The Adventure Weekend, which will end on Sunday (Oct. 27), has not been focused entirely on science and education. Many Cub Scouts experienced for the first time the shooting a bow and arrow and BB guns, all while camping out under the stars, only disturbed by the occasional barge blowing its horn as it floated down the Arkansas River north of camp.
Steve Carter, who is spending the weekend at his son, Alexander's, first ever event with the Cub Scouts, said being involved in organization and experiencing outings like the Adventure Weekend were beneficial to Alexander for very specific reasons.
"Well, for one, he's an only child. So being able to interact with other boys his age, it helps him a lot," he said. "A lot with his social skills. And then he learns a lot of stuff that will be useful later."
While Carter may be looking for his son to have increased social interaction with other Cub Scouts, all Alexander could talk about was the "blood."
"It was red blood cells, white blood cells and the platelets.
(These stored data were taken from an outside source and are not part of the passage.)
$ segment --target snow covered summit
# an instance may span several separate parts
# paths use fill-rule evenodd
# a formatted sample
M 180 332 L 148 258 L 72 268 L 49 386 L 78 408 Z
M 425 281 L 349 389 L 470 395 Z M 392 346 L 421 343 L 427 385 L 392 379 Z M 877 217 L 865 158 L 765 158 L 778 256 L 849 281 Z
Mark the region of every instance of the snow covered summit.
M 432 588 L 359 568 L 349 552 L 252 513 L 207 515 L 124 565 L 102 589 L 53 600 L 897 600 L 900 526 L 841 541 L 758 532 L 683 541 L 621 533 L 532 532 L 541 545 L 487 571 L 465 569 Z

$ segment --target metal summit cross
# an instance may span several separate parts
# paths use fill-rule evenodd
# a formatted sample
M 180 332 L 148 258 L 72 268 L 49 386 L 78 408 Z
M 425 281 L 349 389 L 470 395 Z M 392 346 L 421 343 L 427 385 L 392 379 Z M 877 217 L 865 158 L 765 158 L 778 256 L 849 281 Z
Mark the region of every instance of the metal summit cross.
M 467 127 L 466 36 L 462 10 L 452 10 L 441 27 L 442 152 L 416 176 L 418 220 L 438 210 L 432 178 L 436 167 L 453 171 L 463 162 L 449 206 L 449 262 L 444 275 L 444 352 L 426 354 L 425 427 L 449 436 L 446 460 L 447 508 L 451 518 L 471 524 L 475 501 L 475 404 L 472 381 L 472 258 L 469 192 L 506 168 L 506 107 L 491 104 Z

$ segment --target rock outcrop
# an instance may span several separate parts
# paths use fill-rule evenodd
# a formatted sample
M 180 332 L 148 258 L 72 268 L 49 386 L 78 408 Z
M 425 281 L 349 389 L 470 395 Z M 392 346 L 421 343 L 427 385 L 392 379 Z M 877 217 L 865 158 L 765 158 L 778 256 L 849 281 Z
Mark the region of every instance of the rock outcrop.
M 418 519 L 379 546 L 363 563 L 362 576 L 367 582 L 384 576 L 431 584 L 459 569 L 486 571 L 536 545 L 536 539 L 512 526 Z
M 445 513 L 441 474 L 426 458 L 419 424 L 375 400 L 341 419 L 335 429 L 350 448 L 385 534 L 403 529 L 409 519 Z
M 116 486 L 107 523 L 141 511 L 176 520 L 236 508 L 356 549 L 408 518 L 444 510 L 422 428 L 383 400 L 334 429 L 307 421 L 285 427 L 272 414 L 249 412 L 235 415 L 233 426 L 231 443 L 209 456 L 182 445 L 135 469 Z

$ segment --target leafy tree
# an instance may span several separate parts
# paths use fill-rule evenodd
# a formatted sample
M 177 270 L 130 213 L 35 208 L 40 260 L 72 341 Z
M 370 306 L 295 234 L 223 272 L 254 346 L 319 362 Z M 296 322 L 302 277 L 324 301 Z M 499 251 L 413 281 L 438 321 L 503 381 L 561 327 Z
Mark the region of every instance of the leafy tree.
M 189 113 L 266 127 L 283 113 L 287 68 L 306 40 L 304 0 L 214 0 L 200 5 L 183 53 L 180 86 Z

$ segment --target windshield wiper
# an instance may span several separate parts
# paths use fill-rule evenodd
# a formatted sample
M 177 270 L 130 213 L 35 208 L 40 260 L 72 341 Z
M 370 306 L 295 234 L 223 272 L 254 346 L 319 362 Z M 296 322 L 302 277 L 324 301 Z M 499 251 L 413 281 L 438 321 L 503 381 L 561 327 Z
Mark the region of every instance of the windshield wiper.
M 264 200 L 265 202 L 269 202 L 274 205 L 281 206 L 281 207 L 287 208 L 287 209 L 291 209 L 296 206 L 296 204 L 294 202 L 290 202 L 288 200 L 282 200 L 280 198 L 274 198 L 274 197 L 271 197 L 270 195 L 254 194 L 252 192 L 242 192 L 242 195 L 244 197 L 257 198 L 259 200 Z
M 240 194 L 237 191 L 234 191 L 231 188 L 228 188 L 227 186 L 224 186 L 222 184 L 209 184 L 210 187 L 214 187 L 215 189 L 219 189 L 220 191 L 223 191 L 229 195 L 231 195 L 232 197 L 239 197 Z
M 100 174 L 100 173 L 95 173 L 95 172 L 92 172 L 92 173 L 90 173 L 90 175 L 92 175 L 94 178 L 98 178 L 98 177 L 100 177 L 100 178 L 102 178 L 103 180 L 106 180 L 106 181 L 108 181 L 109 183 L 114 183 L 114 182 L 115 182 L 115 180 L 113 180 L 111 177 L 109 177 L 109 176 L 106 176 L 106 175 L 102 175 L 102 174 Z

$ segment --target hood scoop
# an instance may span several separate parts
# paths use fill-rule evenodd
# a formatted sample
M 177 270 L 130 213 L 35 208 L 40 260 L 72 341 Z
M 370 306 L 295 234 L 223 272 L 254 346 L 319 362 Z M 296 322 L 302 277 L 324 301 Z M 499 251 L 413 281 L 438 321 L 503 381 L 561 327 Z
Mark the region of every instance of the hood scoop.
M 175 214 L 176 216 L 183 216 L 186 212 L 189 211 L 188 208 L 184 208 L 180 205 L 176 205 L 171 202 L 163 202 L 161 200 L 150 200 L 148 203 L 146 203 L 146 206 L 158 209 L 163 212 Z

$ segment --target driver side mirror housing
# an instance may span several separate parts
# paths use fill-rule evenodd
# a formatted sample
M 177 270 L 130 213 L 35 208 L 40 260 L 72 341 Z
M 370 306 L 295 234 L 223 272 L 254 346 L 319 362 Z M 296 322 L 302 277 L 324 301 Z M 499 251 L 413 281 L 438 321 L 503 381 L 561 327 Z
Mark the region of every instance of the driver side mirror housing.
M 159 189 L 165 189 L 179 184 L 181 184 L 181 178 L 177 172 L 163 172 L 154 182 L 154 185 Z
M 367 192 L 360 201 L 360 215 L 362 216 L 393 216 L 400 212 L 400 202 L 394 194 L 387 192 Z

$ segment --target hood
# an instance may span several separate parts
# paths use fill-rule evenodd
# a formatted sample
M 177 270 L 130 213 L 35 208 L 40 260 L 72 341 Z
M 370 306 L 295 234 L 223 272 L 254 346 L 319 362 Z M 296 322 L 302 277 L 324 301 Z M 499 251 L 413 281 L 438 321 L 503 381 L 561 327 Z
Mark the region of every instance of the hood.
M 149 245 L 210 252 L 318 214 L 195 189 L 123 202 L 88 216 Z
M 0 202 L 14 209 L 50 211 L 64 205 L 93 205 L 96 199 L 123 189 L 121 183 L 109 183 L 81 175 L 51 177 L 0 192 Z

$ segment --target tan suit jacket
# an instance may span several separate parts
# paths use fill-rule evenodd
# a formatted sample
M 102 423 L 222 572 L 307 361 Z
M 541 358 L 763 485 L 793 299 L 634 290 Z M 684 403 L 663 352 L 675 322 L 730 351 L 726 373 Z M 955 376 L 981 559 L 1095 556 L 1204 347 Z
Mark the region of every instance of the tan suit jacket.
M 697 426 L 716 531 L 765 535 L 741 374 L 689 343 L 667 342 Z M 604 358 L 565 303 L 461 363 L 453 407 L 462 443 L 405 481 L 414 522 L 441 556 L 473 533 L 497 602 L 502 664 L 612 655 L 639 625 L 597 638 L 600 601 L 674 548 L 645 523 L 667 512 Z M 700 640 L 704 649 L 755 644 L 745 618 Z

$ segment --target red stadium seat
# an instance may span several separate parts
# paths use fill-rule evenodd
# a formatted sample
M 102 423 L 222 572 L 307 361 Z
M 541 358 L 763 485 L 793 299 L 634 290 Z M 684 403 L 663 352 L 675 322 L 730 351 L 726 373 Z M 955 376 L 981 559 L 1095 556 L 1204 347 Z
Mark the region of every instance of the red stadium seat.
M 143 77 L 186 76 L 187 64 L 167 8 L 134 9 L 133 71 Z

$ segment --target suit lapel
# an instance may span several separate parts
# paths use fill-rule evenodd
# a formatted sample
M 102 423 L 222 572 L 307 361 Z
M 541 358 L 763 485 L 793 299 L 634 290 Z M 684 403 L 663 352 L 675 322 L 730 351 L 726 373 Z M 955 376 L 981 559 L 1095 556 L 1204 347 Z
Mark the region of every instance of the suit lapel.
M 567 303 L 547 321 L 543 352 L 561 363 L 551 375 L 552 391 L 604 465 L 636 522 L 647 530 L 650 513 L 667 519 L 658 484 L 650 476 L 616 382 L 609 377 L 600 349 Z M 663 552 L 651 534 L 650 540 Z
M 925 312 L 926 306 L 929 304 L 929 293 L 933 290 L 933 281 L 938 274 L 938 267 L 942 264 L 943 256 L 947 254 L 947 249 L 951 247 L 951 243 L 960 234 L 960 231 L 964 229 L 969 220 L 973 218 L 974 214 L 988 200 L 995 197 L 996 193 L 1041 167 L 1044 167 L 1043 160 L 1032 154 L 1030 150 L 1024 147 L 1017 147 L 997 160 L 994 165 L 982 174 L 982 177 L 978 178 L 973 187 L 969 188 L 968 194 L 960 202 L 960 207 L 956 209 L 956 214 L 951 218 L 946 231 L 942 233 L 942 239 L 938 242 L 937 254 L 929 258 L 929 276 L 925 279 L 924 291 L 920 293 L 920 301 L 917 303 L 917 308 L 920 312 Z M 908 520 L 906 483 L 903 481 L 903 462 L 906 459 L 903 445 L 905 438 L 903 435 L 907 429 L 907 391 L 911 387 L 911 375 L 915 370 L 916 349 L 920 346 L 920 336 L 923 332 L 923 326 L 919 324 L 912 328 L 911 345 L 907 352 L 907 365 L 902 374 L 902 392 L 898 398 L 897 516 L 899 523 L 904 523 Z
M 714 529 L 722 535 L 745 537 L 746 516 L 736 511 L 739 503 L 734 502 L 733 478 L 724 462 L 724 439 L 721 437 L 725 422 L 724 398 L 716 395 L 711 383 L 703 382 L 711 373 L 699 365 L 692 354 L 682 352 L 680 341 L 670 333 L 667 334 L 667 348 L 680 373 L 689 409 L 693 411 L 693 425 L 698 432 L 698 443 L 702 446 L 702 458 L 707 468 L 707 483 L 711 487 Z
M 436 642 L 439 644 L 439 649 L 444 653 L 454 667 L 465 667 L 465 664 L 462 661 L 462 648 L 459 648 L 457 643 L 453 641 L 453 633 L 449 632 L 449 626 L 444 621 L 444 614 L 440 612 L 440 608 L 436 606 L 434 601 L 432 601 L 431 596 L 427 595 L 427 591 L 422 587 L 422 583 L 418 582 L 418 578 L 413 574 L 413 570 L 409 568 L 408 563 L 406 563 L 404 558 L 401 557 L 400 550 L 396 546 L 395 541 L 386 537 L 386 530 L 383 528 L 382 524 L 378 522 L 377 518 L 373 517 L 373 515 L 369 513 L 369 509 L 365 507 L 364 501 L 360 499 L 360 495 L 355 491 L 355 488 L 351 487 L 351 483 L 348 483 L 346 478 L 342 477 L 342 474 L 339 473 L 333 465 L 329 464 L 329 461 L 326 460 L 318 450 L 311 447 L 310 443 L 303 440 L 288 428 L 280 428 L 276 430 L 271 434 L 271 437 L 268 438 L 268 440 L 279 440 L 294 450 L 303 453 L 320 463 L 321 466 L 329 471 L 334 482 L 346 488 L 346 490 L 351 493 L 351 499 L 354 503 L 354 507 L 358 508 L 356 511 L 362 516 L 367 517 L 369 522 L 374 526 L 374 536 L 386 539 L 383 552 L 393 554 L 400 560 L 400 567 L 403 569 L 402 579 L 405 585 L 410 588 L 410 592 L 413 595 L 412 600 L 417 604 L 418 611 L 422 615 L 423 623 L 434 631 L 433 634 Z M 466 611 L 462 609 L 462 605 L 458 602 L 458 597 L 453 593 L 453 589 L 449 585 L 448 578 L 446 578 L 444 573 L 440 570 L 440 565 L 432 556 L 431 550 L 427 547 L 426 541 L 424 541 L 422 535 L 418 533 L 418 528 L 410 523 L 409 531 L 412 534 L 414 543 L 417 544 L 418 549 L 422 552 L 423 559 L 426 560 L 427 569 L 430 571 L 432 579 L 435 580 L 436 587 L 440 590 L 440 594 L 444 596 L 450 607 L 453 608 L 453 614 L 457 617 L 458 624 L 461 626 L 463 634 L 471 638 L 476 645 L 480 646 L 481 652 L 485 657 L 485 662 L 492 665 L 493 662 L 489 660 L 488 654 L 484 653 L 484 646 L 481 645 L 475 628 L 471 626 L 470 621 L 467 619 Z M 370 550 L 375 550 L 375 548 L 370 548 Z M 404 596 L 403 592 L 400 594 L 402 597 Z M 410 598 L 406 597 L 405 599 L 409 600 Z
And the plasma wasn't really actually real blood because we ate some," he said with glee.
Bringing joy to Cub Scouts like Alexander is why Swaim said annual events like the Cub Adventure Weekend exist. In order to pay for the weekend's activities, which runs the Western Arkansas Council about $3,000, families are charged $15 per Cub Scout while the rest of the family is allowed to participate for free.
But Swaim said boys wanting to participate in Cub Scouts will always have a place in the program, regardless of their family's finances.
"We do have opportunities for anybody that wants to be involved to get a scholarship," he said. "We don't turn anybody away because of their ability to pay, basically. We'll give everybody an opportunity to be in Scouts. We can't give them the influence of the program if we don't have them in the program."